Suite et fin de la trilogie démarré avec Les stagiaires, Indéterminés « boucle la boucle » en nous proposant de retrouver une dernière fois Ophélie (et consorts) chez Pyxis. Cinq ans après son stage et désormais directrice de la com’, Ophélie voit son couple s’enliser tandis qu’Arthur, avec qui elle avait eu une relation ambigüe, revient dans l’entreprise, en cours de fusion/rachat par une autre locomotive du secteur.

On retrouve les personnages de la série et aussi le style de l’auteure, très simple à suivre et qui aime imbriquer dans sa prose des extraits de conversation (c’est aussi le cas dans son autre trilogie, Ames jumelles).

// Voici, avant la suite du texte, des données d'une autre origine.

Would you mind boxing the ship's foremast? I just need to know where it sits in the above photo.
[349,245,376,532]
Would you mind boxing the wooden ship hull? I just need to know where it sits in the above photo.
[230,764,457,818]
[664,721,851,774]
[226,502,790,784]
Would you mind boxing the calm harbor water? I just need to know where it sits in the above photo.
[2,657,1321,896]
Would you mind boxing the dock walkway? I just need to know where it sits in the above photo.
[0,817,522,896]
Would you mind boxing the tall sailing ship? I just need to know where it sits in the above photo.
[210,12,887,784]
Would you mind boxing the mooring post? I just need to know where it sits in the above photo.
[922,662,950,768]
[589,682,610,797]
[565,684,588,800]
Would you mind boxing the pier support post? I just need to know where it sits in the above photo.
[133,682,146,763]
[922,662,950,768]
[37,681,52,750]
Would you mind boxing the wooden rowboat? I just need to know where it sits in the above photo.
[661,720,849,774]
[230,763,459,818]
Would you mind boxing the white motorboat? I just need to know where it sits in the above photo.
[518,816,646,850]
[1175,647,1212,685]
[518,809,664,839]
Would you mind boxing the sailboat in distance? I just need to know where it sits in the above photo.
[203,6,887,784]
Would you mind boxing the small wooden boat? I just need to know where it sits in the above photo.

Ophélie, que j’avais appréciée dans le tome 1, m’avait un peu déconcertée dans A durée déterminée, et ça continue ici: c’est un personnage que j’ai du mal à cerner, assez ambivalente, avec un gros côté « super sérieuse et première de classe » et qui, en même temps, trompe son copain de manière répétée et sans que ça semble lui poser le moindre problème de conscience… Vous allez me dire que ça n’a rien à voir, mais je n’arrive pas à réconcilier les différents aspects de sa personnalité. Arthur, en revanche, qu’on pouvait difficilement apprécier dans le premier tome, a ici énormément évolué, et si j’étais sceptique au départ, je l’ai vraiment bien aimé par la suite, d’autant que je me retrouve pas mal dans ses réflexions post-voyage.

Les autres protagonistes restent globalement en arrière plan, à part un nouveau collègue d’Ophélie qui aura un rôle peu enviable dans la seconde moitié du livre – et j’ai trouvé ce passage un peu étrange car en dehors du thème général du roman, tout en collant à l’époque (mouvement #metoo, tout ça) et tout en étant également assez vite mis de côté, comme si ce n’était pas un évènement grave ou traumatisant, mais quelque chose qu’on survole.

De manière générale, si je n’accroche pas plus que ça avec les personnages durant les trois tomes et si je trouve l’ensemble un poil trop simple par moments, la représentation très juste du monde du travail d’aujourd’hui (les licenciements économiques, le fait que le CDI ne soit pas une fin en soi) et des difficultés rencontrées par les jeunes pour y entrer sont tellement bien dépeintes que rien que pour ça, la trilogie mérite qu’on s’y attarde. Je regrette que l’intrigue, l’écriture ou les réflexions n’y soient pas un peu plus poussées, mais ça reste une vraie série générationnelle.